なお、経験は三者三様であるし、大臣等も十人十色であるので、異なる見解をお持ちの方もい得るということは、あらかじめご了解いただきたい。

大臣の能力に関するマニュアルの存在も

 まず、大臣対応マニュアル的なものはこれまで存在したことがないのかといえば、文書化されているか否かにかかわらず、存在した。大臣も人間である。どんな人格者と言われる人でも喜怒哀楽はあるし、好き嫌いもある。一般人と同じように絶対に譲れない点や苦手なものもある。性格は当然それぞれ異なるし、秘書官やレクを担当する原局の役人との相性もある。

 したがって、円滑に事務が遂行できるようにするためには、大臣のパーソナリティーを踏まえた対応が必要となる。そのために大臣の性格、特徴、嗜好等の人となりが大臣に近い立場の役人に伝えられ、共有される。大臣レクや決裁を担当する職員にも当然共有されるし、不測の事態に備えて秘書官(事務)が事前の「露払い」を行う(場合によっては大臣より秘書官〈事務〉の方が大臣より強権的というか、厳しい対応をすることさえある)。

 その際に秘書官からも対応についての助言が行われることもある。

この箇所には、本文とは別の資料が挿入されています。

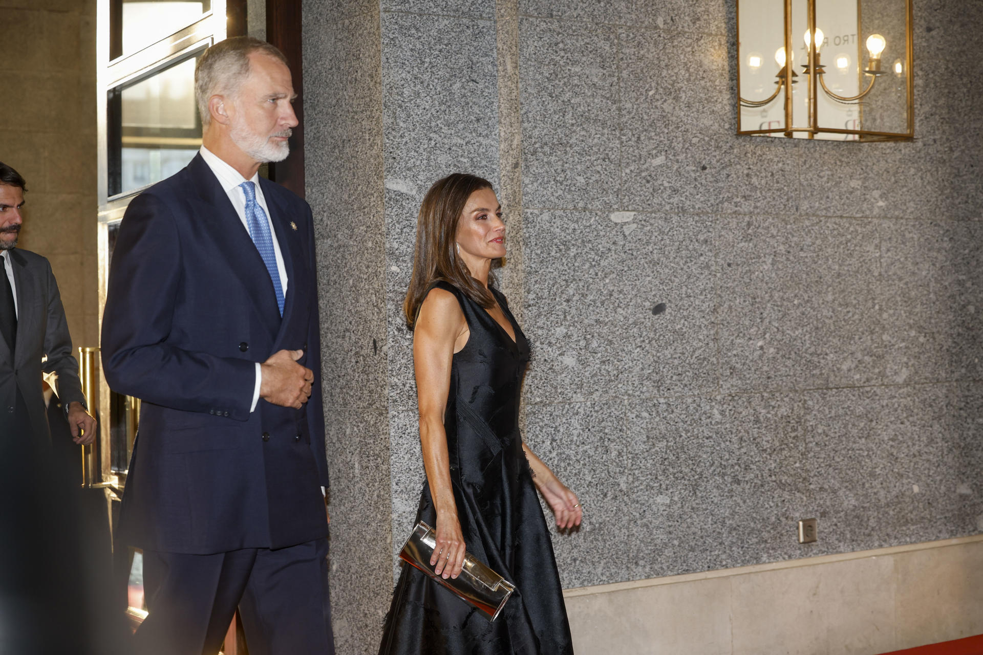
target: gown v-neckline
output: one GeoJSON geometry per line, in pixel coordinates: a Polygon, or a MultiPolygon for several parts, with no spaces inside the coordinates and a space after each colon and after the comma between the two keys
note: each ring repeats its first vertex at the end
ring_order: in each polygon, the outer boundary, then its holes
{"type": "Polygon", "coordinates": [[[501,331],[501,333],[508,338],[509,342],[511,342],[513,346],[518,346],[519,345],[519,341],[518,341],[518,339],[519,339],[519,332],[515,328],[515,323],[513,323],[512,319],[508,317],[508,314],[505,313],[505,310],[501,308],[501,305],[498,303],[498,299],[494,300],[494,303],[495,303],[495,306],[498,307],[498,311],[501,312],[502,318],[504,318],[506,321],[508,321],[508,324],[512,326],[512,331],[515,332],[515,337],[513,337],[510,334],[508,334],[508,330],[506,330],[504,327],[502,327],[502,324],[499,323],[498,320],[494,316],[492,315],[492,312],[488,310],[488,307],[482,307],[482,309],[485,310],[485,313],[489,315],[489,318],[492,319],[492,322],[493,322],[495,324],[495,326],[497,326],[497,328],[501,331]]]}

言ってみれば口頭の対応マニュアルのようなもので、それを踏まえて業務用のメモが作成されてそれが共有されたり引き継がれたりすることもある。

 出張への随行の場合も、出張に際しての注意が口頭で伝えられるし、先ほどと同様に、あくまでも個人のメモとして対応マニュアルが作成されることもある。大臣ではなく幹部出張随行の際にも、注意というより親切心から当該幹部の癖や注意点(酒の好みといったものまで)について伝えられることもあるから、いわんや大臣をやである。

 また、大臣の能力に関し、マニュアルが必要となる場合もあり得る。一を聞いて十を知るとまでは言わないものの、役人の説明に対してのみ込みの早い大臣もいれば、理解に時間のかかる大臣もいるし、漢字の苦手な大臣もいる。そうなれば大臣に合わせて資料等を作成する必要が出てくるので、大臣ごとに資料の作成の参考とすべき手引書のようなものが作成されることもあれば、助言として口頭で伝えらえる場合もあり得るのである。

 次に、西村大臣同様に注意を要する大臣はこれまでいなかったのかといえば、当然に存在した。大臣決裁について説明していた担当の役人に決裁文を板(決裁文書を挟んである板)ごと投げつけた大臣もいたようであるし、メモの音がうるさいと怒鳴りつけた大臣もいたようであるし、気に食わなければ説明の途中で退出させる大臣もいたようであるし、局長以下に権限が下りている細かな決裁についてまで全て大臣決裁にしろと現場を混乱・停滞させた大臣もいたようである。極端な例で言えば、公務での大臣の移動に、秘書官は当然同席するので車での移動の場合は大臣車に同乗することになるが、車内でせきをしていた秘書官に「風邪がうつるから車から降りろ」と高速道路の途中で無理矢理下車させた大臣もいたそうである。